The Almanac consists of three main parts and presents an overview of Russian literature in the 2000s and 2010s. The first part – ‘Prose of Contemporary Russian Writers’ – includes works by Eugene Vodolazkin, Mikhail Elizarov, Alexander Snegirev, Pavel Krusanov, Vadim Leventhal and other famous authors. The second part – ‘The Prose of Young Writers’ – mostly features stories by already well-known, promising and established writers: Boris Miachin, Anton Ratnikov and Aleksandr Dorokhov. The third part – ‘Criticism and Essays’ – introduces current trends in Russian prose to foreign audiences. The final part provides brief information about the authors and translators.
The Almanac pursues the noble and enlightening mission of introducing to Turkish readers the most interesting trends in contemporary Russian prose in the best traditions of classical Russian literature.
Rector of St Petersburg University Nikolay Kropachev
‘The Almanac has been compiled by the leading Russian writers and literary critics, who are well known far beyond Russia,’ noted the Rector of St Petersburg University Nikolay Kropachev in the preface to the publication. ‘I truly hope that our cooperation with the Republic of Turkey and TOBB University of Economics and Technology, the renowned centre for training highly qualified specialists, will be lasting and fruitful and the number of readers of the Almanac and fans of Russian prose will increase.’
‘The Almanac of contemporary Russian prose’ has been published earlier in Chinese, and its translation into Persian is currently underway.
Director of the Nabokov Museum, Associate Professor of St Petersburg University, writer Andrei Astvatsaturov, together with the Director of the Centre for Contemporary Turkish Studies , Associate Professor of St Petersburg University Apollinariia Avrutina took part in the compilation. Professor Avrutina thinks that cultural projects, such as the Almanac, play an increasingly important role in relations between Russia and Turkey. ‘Over 6 million Russian tourists visit Turkey every year, which means that the demand for the Russian language is growing annually. Besides, there are currently more than a million Russian-Turkish families in Turkey, where people speak both languages and are familiar with both Turkish and Russian culture,’ said Apollinariia Avrutina. ‘The compulsory curriculum in Turkish secondary schools includes Russian classical literature; and all pupils know the works of Dostoevsky, Tolstoy, Turgenev and Chekhov very well.

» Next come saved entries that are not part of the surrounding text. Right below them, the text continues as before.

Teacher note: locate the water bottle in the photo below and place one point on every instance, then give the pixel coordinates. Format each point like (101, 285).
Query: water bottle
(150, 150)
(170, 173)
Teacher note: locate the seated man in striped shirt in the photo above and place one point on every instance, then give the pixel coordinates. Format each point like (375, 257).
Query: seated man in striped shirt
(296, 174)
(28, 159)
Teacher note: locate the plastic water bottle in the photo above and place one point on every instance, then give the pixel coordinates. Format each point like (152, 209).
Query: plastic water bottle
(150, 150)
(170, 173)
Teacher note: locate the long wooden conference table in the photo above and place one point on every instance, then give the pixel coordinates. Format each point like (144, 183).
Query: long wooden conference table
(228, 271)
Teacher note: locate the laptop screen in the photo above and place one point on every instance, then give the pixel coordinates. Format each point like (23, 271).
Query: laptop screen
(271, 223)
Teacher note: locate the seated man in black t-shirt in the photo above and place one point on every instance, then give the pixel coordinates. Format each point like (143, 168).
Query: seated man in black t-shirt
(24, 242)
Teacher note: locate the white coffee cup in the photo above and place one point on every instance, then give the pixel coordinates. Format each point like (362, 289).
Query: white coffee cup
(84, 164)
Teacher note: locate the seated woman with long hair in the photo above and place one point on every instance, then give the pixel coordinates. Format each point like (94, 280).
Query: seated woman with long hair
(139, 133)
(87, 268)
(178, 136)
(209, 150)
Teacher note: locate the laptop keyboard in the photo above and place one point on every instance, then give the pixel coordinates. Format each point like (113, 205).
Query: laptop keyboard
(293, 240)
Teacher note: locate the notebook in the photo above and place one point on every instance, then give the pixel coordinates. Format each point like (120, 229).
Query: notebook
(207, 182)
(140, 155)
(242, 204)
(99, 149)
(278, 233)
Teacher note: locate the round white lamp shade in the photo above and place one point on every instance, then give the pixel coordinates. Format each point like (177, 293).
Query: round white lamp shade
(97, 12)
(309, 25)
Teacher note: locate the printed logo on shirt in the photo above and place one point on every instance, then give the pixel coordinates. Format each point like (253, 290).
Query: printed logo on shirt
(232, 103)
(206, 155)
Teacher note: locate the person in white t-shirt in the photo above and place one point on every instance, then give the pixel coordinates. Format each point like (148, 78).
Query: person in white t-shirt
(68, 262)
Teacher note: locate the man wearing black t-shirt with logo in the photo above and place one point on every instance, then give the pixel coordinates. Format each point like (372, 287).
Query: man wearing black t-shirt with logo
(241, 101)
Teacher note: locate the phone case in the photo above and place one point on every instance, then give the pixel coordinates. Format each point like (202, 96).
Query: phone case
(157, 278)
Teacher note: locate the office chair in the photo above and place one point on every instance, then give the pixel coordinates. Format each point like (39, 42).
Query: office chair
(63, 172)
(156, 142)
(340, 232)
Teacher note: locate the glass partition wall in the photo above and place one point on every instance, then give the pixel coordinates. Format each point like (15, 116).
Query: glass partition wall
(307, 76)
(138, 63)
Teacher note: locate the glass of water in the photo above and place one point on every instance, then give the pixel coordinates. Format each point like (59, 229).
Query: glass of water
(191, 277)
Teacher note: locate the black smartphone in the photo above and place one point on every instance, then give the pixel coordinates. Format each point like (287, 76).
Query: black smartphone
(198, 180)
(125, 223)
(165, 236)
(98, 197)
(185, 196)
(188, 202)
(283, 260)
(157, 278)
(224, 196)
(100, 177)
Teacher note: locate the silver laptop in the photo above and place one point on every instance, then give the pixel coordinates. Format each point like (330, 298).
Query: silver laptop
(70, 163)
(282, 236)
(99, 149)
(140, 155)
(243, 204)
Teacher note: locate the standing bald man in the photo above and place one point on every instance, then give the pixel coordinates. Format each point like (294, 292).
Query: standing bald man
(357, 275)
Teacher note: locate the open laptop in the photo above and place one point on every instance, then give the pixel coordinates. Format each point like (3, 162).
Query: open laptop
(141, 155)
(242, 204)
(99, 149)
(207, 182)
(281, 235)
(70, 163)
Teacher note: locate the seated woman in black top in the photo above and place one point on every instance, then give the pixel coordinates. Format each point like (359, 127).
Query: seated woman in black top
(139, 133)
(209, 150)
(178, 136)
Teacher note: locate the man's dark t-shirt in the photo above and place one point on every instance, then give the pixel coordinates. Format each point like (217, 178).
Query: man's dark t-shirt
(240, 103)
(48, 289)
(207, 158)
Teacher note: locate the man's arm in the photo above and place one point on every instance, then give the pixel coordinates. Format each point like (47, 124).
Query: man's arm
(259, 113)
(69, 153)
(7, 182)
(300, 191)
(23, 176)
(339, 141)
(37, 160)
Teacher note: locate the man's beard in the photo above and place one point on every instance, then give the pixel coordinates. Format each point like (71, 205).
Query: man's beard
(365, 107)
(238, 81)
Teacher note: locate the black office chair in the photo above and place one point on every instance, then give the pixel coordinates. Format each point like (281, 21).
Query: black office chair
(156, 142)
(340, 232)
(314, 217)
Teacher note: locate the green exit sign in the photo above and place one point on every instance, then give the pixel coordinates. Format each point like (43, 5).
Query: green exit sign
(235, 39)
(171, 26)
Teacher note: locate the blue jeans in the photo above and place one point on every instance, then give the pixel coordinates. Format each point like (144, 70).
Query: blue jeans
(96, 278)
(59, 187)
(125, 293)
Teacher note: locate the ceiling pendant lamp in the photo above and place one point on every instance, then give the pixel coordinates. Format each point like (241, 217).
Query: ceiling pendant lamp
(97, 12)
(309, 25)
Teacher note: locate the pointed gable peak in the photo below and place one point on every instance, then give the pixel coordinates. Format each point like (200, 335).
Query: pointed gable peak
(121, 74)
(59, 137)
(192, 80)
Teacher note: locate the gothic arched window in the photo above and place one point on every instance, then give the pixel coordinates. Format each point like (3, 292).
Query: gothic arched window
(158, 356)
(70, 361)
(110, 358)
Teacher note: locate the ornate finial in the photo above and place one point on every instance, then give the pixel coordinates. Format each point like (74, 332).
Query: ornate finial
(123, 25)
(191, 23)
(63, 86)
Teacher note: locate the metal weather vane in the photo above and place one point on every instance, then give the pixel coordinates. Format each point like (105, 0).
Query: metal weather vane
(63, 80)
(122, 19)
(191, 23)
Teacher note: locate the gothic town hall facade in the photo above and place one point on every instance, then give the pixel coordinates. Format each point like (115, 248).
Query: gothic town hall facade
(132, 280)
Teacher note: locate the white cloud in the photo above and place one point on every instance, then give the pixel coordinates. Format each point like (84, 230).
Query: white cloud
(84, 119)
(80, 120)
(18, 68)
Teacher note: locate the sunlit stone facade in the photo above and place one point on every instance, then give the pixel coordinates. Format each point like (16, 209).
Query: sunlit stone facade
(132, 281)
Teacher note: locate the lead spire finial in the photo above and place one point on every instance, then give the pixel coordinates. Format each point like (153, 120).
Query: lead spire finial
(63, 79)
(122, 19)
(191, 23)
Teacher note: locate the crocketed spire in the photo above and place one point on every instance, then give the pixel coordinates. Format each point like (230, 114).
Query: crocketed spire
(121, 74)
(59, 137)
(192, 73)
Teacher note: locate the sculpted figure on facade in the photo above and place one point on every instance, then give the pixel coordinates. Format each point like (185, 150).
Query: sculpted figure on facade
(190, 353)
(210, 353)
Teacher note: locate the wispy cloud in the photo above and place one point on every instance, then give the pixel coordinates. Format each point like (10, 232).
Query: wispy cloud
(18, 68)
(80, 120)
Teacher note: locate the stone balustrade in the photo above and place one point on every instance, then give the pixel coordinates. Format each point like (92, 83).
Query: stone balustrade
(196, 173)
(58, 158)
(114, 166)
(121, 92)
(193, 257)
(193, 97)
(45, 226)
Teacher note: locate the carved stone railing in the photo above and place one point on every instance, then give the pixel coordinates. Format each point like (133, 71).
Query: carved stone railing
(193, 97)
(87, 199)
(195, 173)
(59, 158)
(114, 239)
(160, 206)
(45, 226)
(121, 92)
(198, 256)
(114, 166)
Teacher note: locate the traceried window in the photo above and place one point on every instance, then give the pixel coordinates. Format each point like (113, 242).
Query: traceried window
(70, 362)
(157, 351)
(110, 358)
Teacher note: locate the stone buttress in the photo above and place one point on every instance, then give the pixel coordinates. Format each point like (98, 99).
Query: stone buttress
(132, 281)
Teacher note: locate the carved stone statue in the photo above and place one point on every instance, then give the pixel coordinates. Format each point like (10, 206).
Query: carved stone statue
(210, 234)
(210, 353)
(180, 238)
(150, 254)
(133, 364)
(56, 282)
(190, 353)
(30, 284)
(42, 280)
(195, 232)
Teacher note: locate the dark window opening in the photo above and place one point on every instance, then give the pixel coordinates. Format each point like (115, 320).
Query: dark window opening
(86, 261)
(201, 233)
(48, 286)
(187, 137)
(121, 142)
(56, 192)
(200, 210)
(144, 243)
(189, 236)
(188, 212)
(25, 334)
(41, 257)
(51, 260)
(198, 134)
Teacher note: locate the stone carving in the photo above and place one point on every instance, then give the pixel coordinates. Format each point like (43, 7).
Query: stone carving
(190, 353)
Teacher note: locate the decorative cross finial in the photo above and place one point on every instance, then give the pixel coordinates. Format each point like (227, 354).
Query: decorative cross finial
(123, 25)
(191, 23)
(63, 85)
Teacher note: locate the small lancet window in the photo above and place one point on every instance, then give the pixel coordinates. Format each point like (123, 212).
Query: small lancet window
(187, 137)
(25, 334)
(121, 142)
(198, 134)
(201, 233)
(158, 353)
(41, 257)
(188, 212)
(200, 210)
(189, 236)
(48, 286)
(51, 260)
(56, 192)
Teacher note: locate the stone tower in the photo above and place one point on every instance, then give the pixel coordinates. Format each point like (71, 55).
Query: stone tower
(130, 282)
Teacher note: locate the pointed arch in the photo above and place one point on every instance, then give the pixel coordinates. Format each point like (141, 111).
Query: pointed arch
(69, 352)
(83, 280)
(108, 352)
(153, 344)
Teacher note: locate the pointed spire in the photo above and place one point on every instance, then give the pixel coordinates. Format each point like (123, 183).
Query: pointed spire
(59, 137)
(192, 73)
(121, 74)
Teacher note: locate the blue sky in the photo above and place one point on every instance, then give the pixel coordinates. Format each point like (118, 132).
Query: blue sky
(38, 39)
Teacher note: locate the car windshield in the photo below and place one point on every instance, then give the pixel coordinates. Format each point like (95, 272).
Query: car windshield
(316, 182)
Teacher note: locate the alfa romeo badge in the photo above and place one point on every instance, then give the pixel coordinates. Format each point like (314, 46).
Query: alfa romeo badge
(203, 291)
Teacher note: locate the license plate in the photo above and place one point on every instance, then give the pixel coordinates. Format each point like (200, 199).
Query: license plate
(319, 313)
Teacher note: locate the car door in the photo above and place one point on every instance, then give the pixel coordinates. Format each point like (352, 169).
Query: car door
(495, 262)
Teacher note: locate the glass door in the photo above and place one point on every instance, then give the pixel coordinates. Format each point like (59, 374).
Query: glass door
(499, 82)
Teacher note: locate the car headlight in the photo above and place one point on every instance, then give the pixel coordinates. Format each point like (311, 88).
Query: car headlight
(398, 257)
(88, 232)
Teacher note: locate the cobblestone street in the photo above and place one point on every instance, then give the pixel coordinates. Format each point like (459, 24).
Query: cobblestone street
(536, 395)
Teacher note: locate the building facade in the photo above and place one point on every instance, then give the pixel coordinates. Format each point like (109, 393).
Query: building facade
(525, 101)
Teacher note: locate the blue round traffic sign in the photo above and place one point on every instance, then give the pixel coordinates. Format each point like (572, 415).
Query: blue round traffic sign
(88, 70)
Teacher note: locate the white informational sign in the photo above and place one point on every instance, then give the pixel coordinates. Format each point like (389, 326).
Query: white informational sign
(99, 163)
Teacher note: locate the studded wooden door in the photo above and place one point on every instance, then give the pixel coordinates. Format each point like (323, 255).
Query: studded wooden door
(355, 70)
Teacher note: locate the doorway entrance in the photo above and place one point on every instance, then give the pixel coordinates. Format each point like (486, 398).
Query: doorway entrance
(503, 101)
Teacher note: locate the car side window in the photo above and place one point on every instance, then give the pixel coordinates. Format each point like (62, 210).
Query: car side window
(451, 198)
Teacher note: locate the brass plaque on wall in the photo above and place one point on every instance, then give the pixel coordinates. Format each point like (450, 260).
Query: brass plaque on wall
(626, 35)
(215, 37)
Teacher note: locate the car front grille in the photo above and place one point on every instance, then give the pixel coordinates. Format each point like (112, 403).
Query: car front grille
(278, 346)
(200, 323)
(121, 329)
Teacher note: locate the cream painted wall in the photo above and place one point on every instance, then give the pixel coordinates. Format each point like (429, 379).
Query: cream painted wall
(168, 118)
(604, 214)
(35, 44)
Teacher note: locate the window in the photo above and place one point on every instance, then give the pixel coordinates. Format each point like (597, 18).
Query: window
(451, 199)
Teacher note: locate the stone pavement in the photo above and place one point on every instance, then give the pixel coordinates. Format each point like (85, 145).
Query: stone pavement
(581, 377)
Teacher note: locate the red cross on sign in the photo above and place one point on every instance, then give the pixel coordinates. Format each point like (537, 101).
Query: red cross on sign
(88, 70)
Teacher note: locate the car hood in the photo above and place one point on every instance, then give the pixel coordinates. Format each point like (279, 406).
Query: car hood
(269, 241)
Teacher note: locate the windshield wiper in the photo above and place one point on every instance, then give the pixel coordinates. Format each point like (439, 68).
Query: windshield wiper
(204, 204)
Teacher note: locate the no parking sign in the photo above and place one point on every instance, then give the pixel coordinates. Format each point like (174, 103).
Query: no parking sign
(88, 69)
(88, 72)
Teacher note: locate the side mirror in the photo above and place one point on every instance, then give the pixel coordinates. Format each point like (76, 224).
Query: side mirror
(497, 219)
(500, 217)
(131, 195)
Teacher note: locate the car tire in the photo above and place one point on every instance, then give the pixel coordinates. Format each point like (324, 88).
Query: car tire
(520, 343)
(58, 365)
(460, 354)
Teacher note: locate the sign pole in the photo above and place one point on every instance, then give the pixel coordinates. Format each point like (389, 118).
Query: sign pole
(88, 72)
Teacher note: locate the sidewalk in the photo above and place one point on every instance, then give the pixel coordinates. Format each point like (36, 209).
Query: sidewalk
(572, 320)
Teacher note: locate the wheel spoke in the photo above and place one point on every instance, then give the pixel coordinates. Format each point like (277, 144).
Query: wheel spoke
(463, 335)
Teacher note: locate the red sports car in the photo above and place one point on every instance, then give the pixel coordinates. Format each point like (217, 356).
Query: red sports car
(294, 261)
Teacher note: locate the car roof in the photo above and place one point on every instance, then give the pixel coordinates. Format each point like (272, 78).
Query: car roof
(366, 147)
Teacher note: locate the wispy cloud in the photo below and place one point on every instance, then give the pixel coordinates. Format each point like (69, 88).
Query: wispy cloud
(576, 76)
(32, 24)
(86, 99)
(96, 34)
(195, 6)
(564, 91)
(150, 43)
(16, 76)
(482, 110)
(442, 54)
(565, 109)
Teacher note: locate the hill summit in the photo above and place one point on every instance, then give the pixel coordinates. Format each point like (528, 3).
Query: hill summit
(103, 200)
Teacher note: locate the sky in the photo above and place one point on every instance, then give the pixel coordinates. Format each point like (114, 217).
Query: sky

Modern Russian literature is translated regularly, but not all authors are currently represented. The Turkish reader expresses a deep interest in modern Russia. That is why I am sure that any Russian-Turkish educational project has a promising future".
The translation of the Almanac is a result of joint efforts between TOBB University of Economics and Technology and the Çeviribilim Publishing House of Istanbul.